Anyway, aside from the immediate issue, I thought this conjunction of sites gave a good opportunity to test in local detail how airport siting might affect temperature measurement. They are only a mile apart on flat grassy land, so if it were not for airport perturbations, one might expect temperatures to be very close.

So I downloaded the GHCN daily unadjusted TMAX and TMIN data. The airport (KICT) code is USW00003928 and the NWS is USC00148847.

My first disappointment was that the NWS record starts in May 2010. If anyone knows where to find more, I'd be glad of a pointer, because the site doesn't look that new. So I can't get a trend difference, but mainly I'm interested in just what kind of day to day differences are observed.

I'll show below plots of those differences. The upshot is that the airport site averages about 0.4°C higher on both TMAX and TMIN. Of course any two apparently similar sites separated by a mile might show such a difference. But it is interesting to see how they track.

Here is a Google Map of the airport site overall:



The official airport ASOS thermometer is in the orange ring, and the NWS site is in the light green. The ASOS site is where the usually quoted Wichita temperatures come from. The airport is on the western edge of the city, with just one recent suburb further west from the km wide park across from the NWS.

Anthony Watts at the WUWT post showed a closeup of the ASOS site:



I have to say it doesn't look too bad to me. But let's see.

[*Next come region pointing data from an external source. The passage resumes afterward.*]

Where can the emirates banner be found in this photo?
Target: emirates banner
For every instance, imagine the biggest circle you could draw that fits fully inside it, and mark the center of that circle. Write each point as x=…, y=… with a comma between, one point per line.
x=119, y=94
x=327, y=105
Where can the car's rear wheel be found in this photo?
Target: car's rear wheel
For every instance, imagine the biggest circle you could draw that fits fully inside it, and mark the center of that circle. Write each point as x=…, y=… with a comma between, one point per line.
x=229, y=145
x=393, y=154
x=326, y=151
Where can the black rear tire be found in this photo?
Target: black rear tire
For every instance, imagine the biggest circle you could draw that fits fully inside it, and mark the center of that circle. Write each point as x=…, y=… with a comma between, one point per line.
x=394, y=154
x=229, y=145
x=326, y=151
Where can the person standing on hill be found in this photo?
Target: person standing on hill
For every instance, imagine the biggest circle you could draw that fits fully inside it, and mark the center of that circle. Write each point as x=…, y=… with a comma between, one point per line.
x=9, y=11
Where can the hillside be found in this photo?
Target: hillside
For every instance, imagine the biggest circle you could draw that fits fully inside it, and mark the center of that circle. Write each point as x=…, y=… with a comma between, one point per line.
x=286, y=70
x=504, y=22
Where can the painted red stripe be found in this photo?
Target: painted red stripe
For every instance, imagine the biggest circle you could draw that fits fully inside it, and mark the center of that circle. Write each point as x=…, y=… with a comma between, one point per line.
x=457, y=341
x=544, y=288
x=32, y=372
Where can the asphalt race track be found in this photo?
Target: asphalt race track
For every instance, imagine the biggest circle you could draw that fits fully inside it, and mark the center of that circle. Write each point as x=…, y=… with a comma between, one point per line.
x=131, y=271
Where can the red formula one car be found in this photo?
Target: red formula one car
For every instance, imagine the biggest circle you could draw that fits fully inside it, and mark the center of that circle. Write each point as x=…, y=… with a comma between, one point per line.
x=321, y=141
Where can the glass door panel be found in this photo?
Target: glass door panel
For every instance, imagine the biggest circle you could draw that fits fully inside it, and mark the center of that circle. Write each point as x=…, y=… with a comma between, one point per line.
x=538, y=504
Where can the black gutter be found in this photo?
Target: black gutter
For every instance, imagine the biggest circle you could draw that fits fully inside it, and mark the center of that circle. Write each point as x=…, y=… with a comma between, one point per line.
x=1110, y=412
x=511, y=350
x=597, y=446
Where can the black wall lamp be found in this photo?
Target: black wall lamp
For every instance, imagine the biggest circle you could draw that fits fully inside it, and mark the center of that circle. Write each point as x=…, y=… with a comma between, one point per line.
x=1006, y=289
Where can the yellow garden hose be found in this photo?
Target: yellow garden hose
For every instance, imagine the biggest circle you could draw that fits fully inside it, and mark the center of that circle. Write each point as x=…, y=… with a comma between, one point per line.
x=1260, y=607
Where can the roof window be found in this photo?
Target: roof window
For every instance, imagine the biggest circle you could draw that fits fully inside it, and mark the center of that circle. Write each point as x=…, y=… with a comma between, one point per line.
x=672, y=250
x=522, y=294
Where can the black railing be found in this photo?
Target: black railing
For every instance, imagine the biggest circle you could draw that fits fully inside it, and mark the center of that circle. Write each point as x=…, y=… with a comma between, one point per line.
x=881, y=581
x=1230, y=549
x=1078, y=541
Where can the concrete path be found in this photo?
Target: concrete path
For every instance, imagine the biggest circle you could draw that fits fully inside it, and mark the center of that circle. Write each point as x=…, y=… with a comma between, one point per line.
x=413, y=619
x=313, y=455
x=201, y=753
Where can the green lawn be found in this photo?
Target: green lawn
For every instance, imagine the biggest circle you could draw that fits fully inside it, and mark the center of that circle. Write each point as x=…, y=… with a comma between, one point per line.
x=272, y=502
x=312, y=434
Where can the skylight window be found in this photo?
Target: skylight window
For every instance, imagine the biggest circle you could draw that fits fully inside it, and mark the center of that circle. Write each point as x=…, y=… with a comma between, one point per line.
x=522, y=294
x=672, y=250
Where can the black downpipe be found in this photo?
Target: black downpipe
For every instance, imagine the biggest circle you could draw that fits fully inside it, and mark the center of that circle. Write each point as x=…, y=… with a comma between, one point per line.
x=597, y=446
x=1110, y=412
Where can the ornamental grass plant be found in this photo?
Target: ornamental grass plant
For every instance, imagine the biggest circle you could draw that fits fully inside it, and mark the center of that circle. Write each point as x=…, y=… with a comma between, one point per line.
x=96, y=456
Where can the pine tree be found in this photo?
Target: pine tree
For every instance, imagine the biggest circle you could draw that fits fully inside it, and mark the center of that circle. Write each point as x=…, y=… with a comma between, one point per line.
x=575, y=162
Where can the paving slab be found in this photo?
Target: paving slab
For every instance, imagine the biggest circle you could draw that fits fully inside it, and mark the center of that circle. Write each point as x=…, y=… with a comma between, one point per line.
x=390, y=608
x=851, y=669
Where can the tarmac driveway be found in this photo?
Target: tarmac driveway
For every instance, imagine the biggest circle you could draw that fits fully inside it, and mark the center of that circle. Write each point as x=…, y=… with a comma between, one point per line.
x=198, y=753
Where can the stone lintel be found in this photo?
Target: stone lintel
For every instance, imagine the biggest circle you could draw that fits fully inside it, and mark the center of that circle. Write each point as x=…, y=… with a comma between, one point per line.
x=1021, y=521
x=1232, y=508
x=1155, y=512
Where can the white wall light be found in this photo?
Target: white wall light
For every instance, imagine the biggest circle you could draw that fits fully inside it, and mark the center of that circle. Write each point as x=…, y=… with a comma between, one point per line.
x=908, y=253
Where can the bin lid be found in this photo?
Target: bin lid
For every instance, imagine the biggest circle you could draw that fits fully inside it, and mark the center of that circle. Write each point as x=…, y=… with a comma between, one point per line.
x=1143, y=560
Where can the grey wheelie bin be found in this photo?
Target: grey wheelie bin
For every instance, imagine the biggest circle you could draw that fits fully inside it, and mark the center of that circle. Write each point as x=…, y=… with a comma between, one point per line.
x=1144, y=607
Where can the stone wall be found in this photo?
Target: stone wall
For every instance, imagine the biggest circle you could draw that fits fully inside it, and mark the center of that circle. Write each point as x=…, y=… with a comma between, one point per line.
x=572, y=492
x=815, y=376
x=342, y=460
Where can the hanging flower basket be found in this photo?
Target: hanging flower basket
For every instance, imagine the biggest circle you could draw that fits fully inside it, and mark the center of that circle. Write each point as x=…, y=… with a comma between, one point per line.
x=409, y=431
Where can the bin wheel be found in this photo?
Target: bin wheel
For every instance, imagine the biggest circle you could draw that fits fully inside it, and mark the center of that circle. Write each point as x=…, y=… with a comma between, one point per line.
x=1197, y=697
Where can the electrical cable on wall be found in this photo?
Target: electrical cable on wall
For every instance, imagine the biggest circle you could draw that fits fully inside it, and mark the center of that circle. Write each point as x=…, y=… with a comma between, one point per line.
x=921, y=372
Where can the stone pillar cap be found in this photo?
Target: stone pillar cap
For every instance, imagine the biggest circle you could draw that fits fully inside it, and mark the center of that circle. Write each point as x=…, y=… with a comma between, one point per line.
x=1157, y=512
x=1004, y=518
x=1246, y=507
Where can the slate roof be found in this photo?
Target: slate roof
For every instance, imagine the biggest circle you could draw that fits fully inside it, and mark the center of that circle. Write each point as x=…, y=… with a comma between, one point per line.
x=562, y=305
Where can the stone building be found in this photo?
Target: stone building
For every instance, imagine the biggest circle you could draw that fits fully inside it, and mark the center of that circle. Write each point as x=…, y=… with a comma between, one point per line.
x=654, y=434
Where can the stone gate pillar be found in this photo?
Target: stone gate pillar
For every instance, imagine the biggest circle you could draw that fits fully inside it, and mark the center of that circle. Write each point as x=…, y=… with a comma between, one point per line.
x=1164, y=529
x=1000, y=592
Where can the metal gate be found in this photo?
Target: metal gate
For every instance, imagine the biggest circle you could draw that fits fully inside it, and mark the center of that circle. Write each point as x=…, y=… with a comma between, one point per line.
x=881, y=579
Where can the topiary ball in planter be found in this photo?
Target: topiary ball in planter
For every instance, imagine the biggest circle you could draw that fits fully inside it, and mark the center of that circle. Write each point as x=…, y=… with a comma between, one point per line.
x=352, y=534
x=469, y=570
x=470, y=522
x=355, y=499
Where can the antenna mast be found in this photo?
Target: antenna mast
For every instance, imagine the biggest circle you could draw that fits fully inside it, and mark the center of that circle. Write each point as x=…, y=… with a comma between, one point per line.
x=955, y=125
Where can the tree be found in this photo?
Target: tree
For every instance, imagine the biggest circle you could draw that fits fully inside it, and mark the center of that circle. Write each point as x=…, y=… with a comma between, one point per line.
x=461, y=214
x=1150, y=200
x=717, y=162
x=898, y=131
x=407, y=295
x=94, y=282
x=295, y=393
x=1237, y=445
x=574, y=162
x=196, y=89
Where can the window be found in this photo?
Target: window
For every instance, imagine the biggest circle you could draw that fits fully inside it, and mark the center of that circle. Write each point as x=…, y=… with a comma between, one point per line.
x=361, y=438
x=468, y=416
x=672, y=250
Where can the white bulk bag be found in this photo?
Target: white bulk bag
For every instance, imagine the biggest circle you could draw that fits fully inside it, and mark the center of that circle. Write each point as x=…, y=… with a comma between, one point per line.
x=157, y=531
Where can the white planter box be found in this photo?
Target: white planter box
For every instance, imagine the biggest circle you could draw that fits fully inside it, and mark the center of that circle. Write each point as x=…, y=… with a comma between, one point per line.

Here is a closer view of the NWS site. I think the MMTS instrument is about in the middle of the green ring.



Anthony posted this very good shot



which shows the various instrumentation nicely. you can read criticism of the site here and below.

It turns out that they track each other well, so for a general view of the yearly cycle, I'll show just the ASOS site for 2012-3. I show Oct-Sep so you can see a whole summer and a winter. Months are marked in colors to distinguish.



OK, now here is the plot of differences (ASOS-NWS) for TMAX for each day of the five part years. Light grey lines show 1°C intervals - I've put temperatures on the y axis to quantify the scale, but each year is offset.



Red means the airport ASOS is higher, and you'll see that it is indeed. I've marked large deviations in a transparent color when they overlap the adjacent year. The values are quantised, reflecting readings in whole °F.

There are some large spikes, which I think are some kind of error. For example, on March 12, the ASOS showed 15.0°C, and the NWS site 21.7. Both agree the adjacent days were 21-22°C, and the minima were similar, at about 0°C. So I first thought the ASOS might be wrong, although the NWS max was a repeat of the previous day, which is a little suspicious. To add to the confusion, Tutiempo gives rather different readings, with a dip to 14.4°C on 12th. But Tutiempo also has a similar dip at another Wichita airport (JABARA).So I think on balance the error if any is at NWS. One would expect fewer errors at ASOS. Some other such deviations I looked at also looked like glitches at NWS.

Other than spikes, there isn't much interesting seasonally in the TMAX data. The ASOS site is usually about 1°F warmer; the annual average differences are below, in °C:

2010	2011	2012	2013	2014
0.406	0.402	0.616	0.590	0.528

Here is the corresponding plot of daily minima. There are similar spikes, again I think mainly glitches at NWS. But there is now also some seasonal variation, with the ASOS often colder in winter.



I wondered if the inversion might happen on very cold nights, but I can't find such a pattern

2010	2011	2012	2013	2014
0.480	0.167	0.426	0.498	0.208

Conclusion

The airport ASOS site is consistently warmer than its grassy neighbour, but only by about 0.4°C. With just one case, one can't definitely attribute that to airport effect. The winter reversal of minima is interesting, but aside from that there doesn't seem to be any pattern.